Inclusion of Input Data that Are Not Analyzed but that Support a Derivation in the ADaM Dataset

ADaM datasets are developed to facilitate intended analyses. The original data sources for ADaM datasets are SDTM datasets, even when ADaM datasets are derived from other ADaM datasets. ADaM has features that enable traceability from analysis results to ADaM datasets and from ADaM datasets to SDTM datasets.

The ADaM methodology to achieve the expected traceability is to describe the derivation algorithms in the metadata and, if practical and feasible, to include supportive rows as appropriate for traceability. To include the input data as rows in the ADaM dataset, columns should be added where feasible to indicate the source of the input data. Although this methodology increases both the size of the dataset and the complexity of selecting the appropriate rows for analysis, it also provides input data in an immediately accessible manner. In addition, intermediate values can be retained if appropriate flags are used to distinguish them.

In general, it is strongly recommended to include as much supporting data as is needed for traceability. However, there are situations in which this may not be practical. For example, if an analyzed parameter is a summary derived from a very large number of raw e-diary input records, it may be neither useful nor practical to include all of the raw e-diary records as rows in the ADaM dataset.

The remainder of this section addresses cases where the ADaM datasets contain not only the analysis data but also input data that are necessary to provide clearer traceability of the algorithms used to derive the analysis data. In addition to the actual values used in the analysis, the dataset may include rows not used in the analysis, rows containing input data, and rows containing intermediate values computed during the derivation of the analysis data. Flags or other columns are used to distinguish the various data types as well as to provide a traceable path from the input data to the value used in the analysis. The analysis results metadata specify how the appropriate rows are identified (by a specific selection clause). The identification of rows used in an analysis is addressed in Section 2.9.9.4, Identification of Records Used for Analysis.
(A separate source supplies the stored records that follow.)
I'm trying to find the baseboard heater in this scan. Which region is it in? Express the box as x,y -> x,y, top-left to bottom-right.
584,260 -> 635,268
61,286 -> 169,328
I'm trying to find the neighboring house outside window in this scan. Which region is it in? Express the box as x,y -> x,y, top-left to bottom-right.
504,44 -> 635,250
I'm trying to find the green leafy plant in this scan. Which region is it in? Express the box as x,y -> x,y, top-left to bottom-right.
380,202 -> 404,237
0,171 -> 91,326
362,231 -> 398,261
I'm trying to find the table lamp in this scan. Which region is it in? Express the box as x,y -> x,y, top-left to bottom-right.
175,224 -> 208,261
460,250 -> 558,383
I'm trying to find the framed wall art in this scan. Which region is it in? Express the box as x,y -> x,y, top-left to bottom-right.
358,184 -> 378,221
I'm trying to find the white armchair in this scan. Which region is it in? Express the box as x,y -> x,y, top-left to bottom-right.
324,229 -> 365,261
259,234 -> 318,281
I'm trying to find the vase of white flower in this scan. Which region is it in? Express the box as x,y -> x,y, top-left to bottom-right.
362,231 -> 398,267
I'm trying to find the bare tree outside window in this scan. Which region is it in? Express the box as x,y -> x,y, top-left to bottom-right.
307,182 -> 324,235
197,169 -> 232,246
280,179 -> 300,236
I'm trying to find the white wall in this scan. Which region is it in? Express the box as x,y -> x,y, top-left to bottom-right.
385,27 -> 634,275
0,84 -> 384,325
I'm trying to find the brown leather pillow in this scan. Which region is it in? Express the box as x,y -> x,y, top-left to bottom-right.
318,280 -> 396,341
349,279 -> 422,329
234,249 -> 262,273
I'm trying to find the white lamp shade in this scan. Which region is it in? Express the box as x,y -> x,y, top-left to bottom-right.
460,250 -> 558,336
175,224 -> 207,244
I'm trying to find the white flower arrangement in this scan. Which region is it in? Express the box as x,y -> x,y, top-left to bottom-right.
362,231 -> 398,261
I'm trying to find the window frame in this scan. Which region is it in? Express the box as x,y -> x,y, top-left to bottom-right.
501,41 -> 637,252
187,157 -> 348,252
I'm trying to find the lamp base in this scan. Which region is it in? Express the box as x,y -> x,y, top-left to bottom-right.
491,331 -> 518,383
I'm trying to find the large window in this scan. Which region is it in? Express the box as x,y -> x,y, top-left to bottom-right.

Unless the input data are already present as column(s) on the row (e.g., as covariate(s) or supportive variable(s)), the input data will be retained as rows in the ADaM dataset. The analysis value column (AVAL and/or AVALC) on the retained input data row will contain a value for the analysis parameter. Not all columns from the input dataset are carried into the ADaM dataset; instead, additional variables will be included indicating the source of the input data—domain, variable name, and sequence number. This approach allows the inclusion of input data from multiple domains. If the input data are already included in columns on the analysis parameter row (e.g., as covariates or supportive information), there is no need to include additional rows for those input data. The decision regarding keeping the input data as rows or columns will therefore be dictated by the types of input data and whether they are used for other purposes in the ADaM dataset.

Retaining in 1 dataset all data used in the determination of the analysis parameter value will provide the clearest traceability in the most flexible manner within the standard ADaM BDS. This large dataset also provides the most flexibility for testing the robustness of an analysis.

If it is determined that this large dataset is too cumbersome, the producer can choose to provide 2 datasets: 1 that contains all rows and another that is a subset of the first, containing only the rows used in the specified analysis. To ensure traceability, the metadata for the subset ADaM dataset will refer back to the full ADaM dataset as the immediate predecessor. This approach provides the needed traceability along with a dataset that can be used in an analysis without specifying a selection clause. The producer will need to ensure consistency is maintained between the 2 datasets. There also may be potential confusion about which dataset supported an analysis, if analysis results metadata is not provided for that analysis.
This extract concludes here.